Date Published: March 13, 2019
Publisher: Public Library of Science
Author(s): Gianluca Furneri, Romy Klausnitzer, Laura Haycock, Zenichi Ihara, Benjamin Peter Geisler.
Barrett’s esophagus (BE) is an abnormality arising from gastroesophageal reflux disease that can progressively evolve into a sequence of dysplasia and adenocarcinoma. Progression of Barrett’s esophagus into dysplasia is monitored with endoscopic surveillance. The current surveillance standard requests random biopsies plus targeted biopsies of suspicious lesions under white-light endoscopy, known as the Seattle protocol. Recently, published evidence has shown that narrow-band imaging (NBI) can guide targeted biopsies to identify dysplasia and reduce the need for random biopsies. We aimed to assess the health economic implications of adopting NBI-guided targeted biopsy vs. the Seattle protocol from a National Health Service England perspective. A decision tree model was developed to undertake a cost-consequence analysis. The model estimated total costs (i.e. staff and overheads; histopathology; adverse events; capital equipment) and clinical implications of monitoring a cohort of patients with known/suspected BE, on an annual basis. In the simulation, BE patients (N = 161,657 at Year 1; estimated annual increase: +20%) entered the model every year and underwent esophageal endoscopy. After 7 years, the adoption of NBI with targeted biopsies resulted in cost reduction of £458.0 mln vs. HD-WLE with random biopsies (overall costs: £1,966.2 mln and £2,424.2 mln, respectively). The incremental investment on capital equipment to upgrade hospitals with NBI (+£68.3 mln) was offset by savings due to the reduction of histological examinations (-£505.2 mln).
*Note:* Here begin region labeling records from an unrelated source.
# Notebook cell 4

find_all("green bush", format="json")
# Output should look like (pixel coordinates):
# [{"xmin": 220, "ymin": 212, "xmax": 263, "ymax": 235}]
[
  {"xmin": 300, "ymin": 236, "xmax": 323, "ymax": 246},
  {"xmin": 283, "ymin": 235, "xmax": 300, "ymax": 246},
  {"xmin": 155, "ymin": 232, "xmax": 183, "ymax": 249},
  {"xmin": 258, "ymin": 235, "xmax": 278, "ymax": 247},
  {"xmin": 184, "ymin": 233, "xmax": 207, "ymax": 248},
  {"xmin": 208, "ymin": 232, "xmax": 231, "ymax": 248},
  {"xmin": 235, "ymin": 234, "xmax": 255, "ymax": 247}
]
Reduction of biopsies also determined savings for avoided adverse events (-£21.1 mln). In the base-case analysis, the two techniques had the same accuracy (number of correctly identified cases: 1.934 mln), but NBI was safer than HD-WLE. Budget impact analysis and cost-effectiveness analyses confirmed the findings of the cost-consequence analysis. In conclusion, NBI-guided targeted biopsies was a cost-saving strategy for NHS England, compared to current practice for detection of dysplasia in patients with BE, whilst maintaining at least comparable health outcomes for patients.
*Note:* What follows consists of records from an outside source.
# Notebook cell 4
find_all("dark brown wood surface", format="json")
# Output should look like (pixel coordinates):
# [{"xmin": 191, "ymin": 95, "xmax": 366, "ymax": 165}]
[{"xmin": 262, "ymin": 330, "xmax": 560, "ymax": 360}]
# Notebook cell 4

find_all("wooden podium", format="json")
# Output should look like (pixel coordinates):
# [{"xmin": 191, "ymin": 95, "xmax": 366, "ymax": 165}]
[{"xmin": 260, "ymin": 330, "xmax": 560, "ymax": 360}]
Barrett’s esophagus (BE) is a condition in which the typical squamous epithelium of the esophageal mucosa is replaced with columnar intestinal epithelium [1,2]. The prevalence of BE ranges from 0.5% to 2% of the general adult population, with gastroesophageal reflux disease (GERD), obesity, cigarette smoking, alcohol, and Helicobacter pylori infection being the most common risk factors of development .
BE is a common condition, characterized by negative impact on patient prognosis and quality of life, plus significant economic burden for healthcare services. According to epidemiology estimates, there are at least 160,000 patients with BE in England (Table 2). This number may be underestimated, as a low-end prevalence assumption was applied (0.5%; range: 0.5%-2.0%), as well as a 75% diagnosis rate to take into account that: i) BE may be underdiagnosed; ii) a certain proportion of patients do not receive care during the year. Therefore, it is plausible that the BE population in England will increase over the coming years to be in the range of 250,000 to 300,000 interventions per year.
The results of our model suggest that NBI with targeted biopsies is a cost-saving strategy for NHS England compared to current practice, i.e. HD-WLE with random biopsies, for the detection of dysplasia in patients with BE, and may ensure at least comparable health outcomes for patients. However, since the constant evolution of diagnostic techniques will likely determine further improvements in the diagnosis and treatment of BE, it is highly recommended to review and update the available evidence, and conduct analyses reflecting such developments, including the selection of new comparators.